Venkatesh Srinivas has a large writeup describing just how the memory allocator in DragonFly changed from 2.6 to the upcoming 2.8 version. In all that text, you may notice the cheering statistic that it gave a 20% improvement in sysbench results.
Siju George found no equivalent of OpenBSD’s ‘afterboot‘ quick-start page in DragonFly, so he went and created it himself. Go, read.
YONETANI Tomokazu wrote out a nice explanation of acpi(4) and the myriad ACPI subsystems which can be enabled or disabled at boot time. If you do have booting problems, it’s usually ACPI, and it’s usually only one small part. Finding that small part is easier with this list.
Rumko came up with some changes for vkernel(7) that, among other things, made it possible to run them diskless; almost like booting a thin workstation.
Found via a random Google search: SSHGuard. It’s not available in pkgsrc, but it’s in other BSD packaging systems, and it lists DragonFly on the site as a possible host. It monitors various services and blocks access to overly aggressive connections using (on DragonFly) pf. This is similar to scripts discussed here in the past. It also may be useful in light of the recent FTPd problem.
OpenSSL on DragonFly can now dynamically load engines (cryptographic support modules) at runtime, thanks to Peter Avalos.
Something that always got with with Linux binary support was that I couldn’t get the Linux /proc filesystem to automatically mount on boot. I’d end up doing it by hand later, right after I tried to start a Linux binary and had all sorts of issues. Pierre Abbat had this same problem, and Sascha Wildner has the answer: “linux_load=yes
” in /boot/loader.conf.
If you were thinking of buying a Western Digital Passport USB drive, it’s supported on DragonFly, thanks to Dylan Reinhold and Alex Hornung.
For those using the release version of DragonFly, the new C-based loader in 2.8 will look like this. Well, not exactly. This is from a proposal from Alex Hornung that removes some extra lines, but I expect this is what you’ll see.
Matt Dillon and Venkatesh Srinivas conspired to fix another nmalloc issue, which should resolve any remaining problems people were having with Firefox, and possibly other applications as well. Due to an oversight of sorts, all locking operations on nmalloc’s depot were ineffective, as if there were no locking at all. Curiously, it worked remarkably well considering such a large race condition was present.
Here’s something: Pratyush Kshirsagar came along, saw the proportional RSS project idea, and did it. It’s nice to have a completed project just sort of fall out of the sky.
If you run any flavor of BSD, you should make sure your ftpd is off, as Mathias Schmidt points out based on this recent security advisory.
I’m going. Venkatesh Srinivas is going. Who else is interested? (See the site.)
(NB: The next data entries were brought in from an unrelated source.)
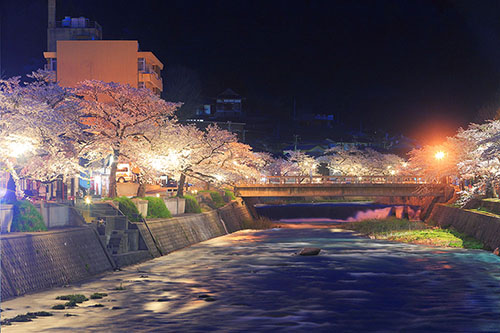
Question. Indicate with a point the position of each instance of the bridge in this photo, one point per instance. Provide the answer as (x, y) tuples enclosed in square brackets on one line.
[(343, 186)]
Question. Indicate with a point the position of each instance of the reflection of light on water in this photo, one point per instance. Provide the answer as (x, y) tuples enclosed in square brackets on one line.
[(370, 214), (190, 306), (157, 306)]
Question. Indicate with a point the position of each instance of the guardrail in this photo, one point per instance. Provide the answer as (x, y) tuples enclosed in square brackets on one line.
[(275, 180)]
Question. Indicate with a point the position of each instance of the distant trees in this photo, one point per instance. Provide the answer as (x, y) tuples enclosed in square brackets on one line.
[(184, 86), (361, 162)]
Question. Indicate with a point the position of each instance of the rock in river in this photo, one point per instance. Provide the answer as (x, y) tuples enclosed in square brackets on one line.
[(309, 251)]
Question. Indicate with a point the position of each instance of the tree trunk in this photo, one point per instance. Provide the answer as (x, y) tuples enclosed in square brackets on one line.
[(180, 186), (141, 191), (490, 189), (112, 175), (10, 195)]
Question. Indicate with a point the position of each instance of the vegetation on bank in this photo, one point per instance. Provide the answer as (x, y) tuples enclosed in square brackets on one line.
[(157, 208), (127, 207), (211, 199), (414, 232), (229, 195), (27, 218), (192, 205), (260, 223)]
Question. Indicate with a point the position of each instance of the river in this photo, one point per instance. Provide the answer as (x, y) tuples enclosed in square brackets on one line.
[(252, 281)]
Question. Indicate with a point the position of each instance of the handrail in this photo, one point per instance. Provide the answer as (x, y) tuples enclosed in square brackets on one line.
[(298, 180)]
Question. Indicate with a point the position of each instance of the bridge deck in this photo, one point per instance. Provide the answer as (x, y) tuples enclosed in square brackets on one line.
[(341, 190)]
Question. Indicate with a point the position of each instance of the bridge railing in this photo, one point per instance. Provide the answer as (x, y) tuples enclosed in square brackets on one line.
[(344, 180)]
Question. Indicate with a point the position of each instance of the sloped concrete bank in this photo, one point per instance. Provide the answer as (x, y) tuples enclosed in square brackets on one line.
[(480, 226), (41, 260), (35, 261)]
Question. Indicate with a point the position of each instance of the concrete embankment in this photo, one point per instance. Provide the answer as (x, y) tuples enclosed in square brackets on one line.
[(484, 228), (35, 261)]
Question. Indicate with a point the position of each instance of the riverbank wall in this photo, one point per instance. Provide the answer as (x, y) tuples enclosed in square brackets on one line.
[(32, 262), (484, 228)]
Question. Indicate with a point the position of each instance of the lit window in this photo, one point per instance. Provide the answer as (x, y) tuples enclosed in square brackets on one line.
[(141, 65)]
When compiling software on DragonFly but outside of pkgsrc, and you have trouble with configure, remember you can always manually pull down new versions. You’re welcome, future me.
I’m linking to this commit message from Matthias Schmidt simply because it has the correct invocation for installing a vkernel, and I know this will come in handy, someday.
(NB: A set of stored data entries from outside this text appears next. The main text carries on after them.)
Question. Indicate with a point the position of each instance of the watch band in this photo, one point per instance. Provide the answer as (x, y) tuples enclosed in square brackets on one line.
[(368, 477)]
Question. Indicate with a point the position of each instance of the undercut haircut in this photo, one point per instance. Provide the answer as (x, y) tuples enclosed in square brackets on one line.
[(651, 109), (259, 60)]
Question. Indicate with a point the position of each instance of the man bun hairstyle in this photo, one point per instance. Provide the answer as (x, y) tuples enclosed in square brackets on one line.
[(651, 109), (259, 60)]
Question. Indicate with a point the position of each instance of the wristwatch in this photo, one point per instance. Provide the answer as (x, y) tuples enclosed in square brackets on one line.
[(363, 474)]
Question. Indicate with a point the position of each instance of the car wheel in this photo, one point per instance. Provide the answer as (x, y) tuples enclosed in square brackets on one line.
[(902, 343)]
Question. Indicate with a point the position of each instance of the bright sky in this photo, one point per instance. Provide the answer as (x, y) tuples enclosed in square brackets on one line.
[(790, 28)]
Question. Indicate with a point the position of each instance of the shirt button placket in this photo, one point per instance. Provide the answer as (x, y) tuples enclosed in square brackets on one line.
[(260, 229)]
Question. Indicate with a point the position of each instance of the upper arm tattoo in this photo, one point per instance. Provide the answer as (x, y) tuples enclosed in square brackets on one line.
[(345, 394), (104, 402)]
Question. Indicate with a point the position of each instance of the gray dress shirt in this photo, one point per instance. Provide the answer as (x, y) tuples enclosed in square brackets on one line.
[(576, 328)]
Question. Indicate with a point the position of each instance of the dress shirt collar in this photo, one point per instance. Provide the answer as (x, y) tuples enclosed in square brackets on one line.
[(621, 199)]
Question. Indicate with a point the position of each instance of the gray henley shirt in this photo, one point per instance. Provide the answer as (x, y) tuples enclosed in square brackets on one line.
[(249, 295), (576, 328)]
Chris Turner wrote some notes about building pkgsrc packages in a chroot, including the handy tip of using
DISPLAY=:0
to run and display a GUI-using app under the chroot.
Based on a recent project list entry for “changing the vm_map lookup” (currently last item on the page), Venkatesh Srinivas wrote up a bit more information on it, linking to different strategies for arranging the data. Good reading for those who like data structures.
Matthias Schmidt has set up a x86_64 DragonFly machine at uther.dragonflybsd.org. Anyone wanting to try 64-bit testing can use a vkernel on that machine. Mail him for an account.